In that sense unlike Nazi Germany they were very undiscriminating on a racial basis.
None of this stops Marson from trying to claim that Medvedev's attempt to restrict access to the Russian archives and set up a 'history commission' is nothing more than a 'response' to Yushchenko's brave attempt to reveal the truth about Ukraine's subjugation.
A crucial Russian method of keeping Ukraine under its wing is to inhibit the formation of a strong Ukrainian national identity by maintaining control over a crucial nation-building tool: history.
Medvedev cannot possibly prevent Ukrainian and Western historians writing about the Terror Famine. Most of the facts are already known about it and those that are not could hardly disprove the consensus of Western historians that the Terror Famine was class warfare not racial and not certainly not nationalist in intent.
Stalin, having been Lenin's Commissar for the Nationalities after the Revolution, wanted to eradicate the supposedly nationalist elites in all the Soviet Republics that could possibly offer resistance. It was colluded in by Party members of all nationalities who wanted to forge a new Soviet elite.
Marson goes on to claim,
Indeed, its obsessive focus on history is a tacit admission that it has little positive to offer Ukraine in the future.
This statement is idiotic.Medvedev is at once trying to suppress people understanding history in Ukraine and at the same time has an obsession with controlling it which is, of course, impossible because Ukraine is an independent state.
Those who remember how Yugoslavia was destroyed after 1990 will remember how such a selective history based on a victimhood narrative was used to perpetuate such nationalism created inter ethnic hatred and conflict.
It was as Misha Glenny correctly asserts in his The Fall of Yugoslavia purposely fomented by Communist politicians like Tujdman and Milosevic who turned to nationalism to secure their power base when faced with the economic downturn of the early 1990s.
The signs are ominous in Ukraine.

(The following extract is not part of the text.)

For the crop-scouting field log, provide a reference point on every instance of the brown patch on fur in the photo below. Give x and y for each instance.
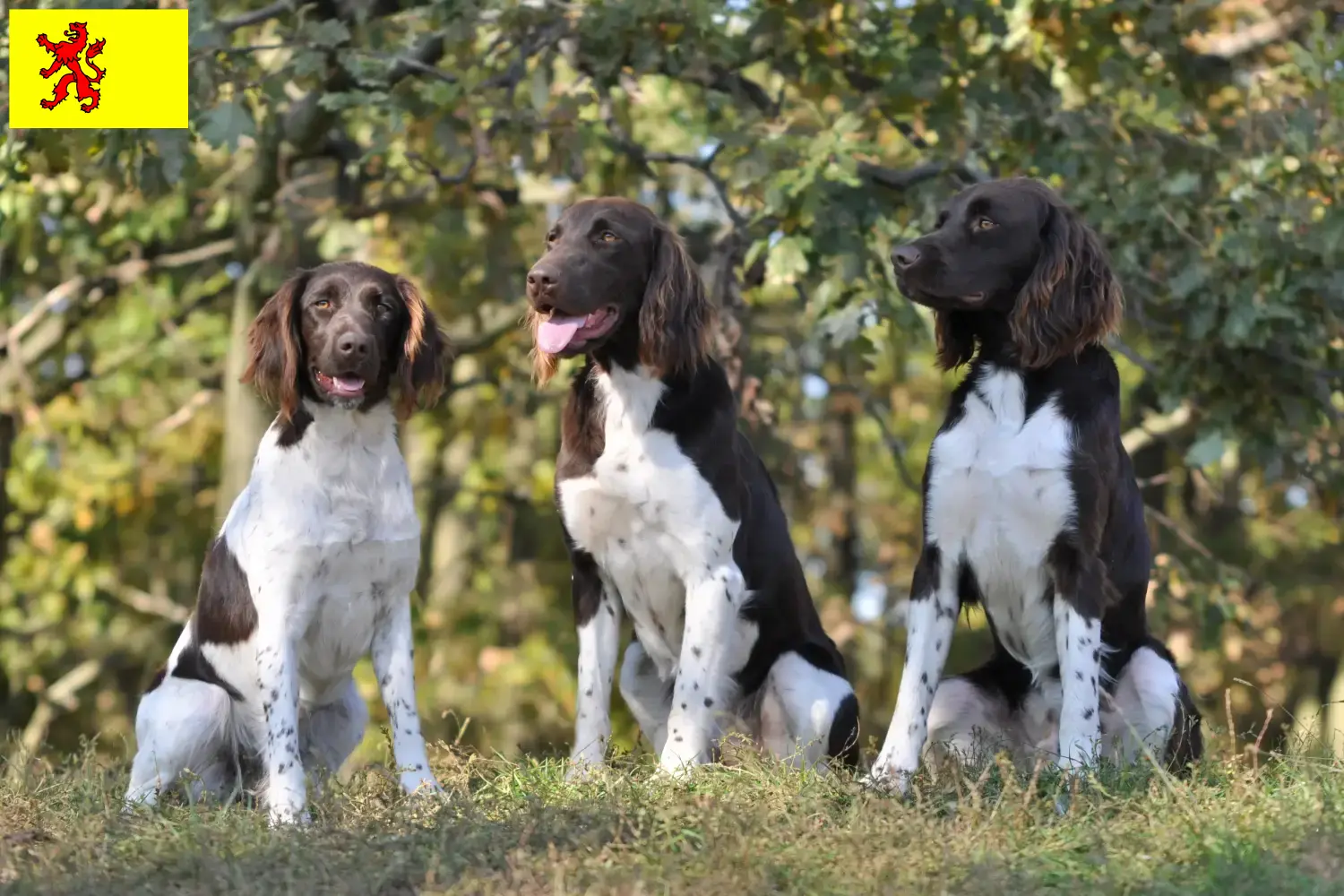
(1072, 298)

Concurrent with Yushchenko's revival of nationalism is the slumping of his popularity ratings as the impact of US style neoliberal reforms has served to exacerbate the impact of the global recession.
Yet Marson seems only monomaniacally obsessed with what Russia is doing is a 'response' to Yushchenko.
Just as Western journalists kept repeating that Russia 'attacked' Georgia and not that Georgia 'attacked' South Ossetia and which, like Kosovo, wanted independence but was not recognised because the successionist precedent was not itself recognised.
Marson is also deeply ignorant about the nature of Ukrainian nationalism, as if Ukraine was only a victim nation not one with the partisans of UPA who were rampant ethnic cleansers, murdering hundreds of thousands of Poles in what's now Western Ukraine.
Nor about how the mass murder of Jews was justified by the myth of Jewish Communism which is still held by many Ukrainians extreme nationalists in Western Ukraine like L'viv where Yushchenko derives most of his support
Before Marson pontificates about Russian Imperialism he needs to understand that Eastern European nationalism justified by the hatred of Communism has an unpleasant history too and that often the West is not backing not moderate patriotic democrats.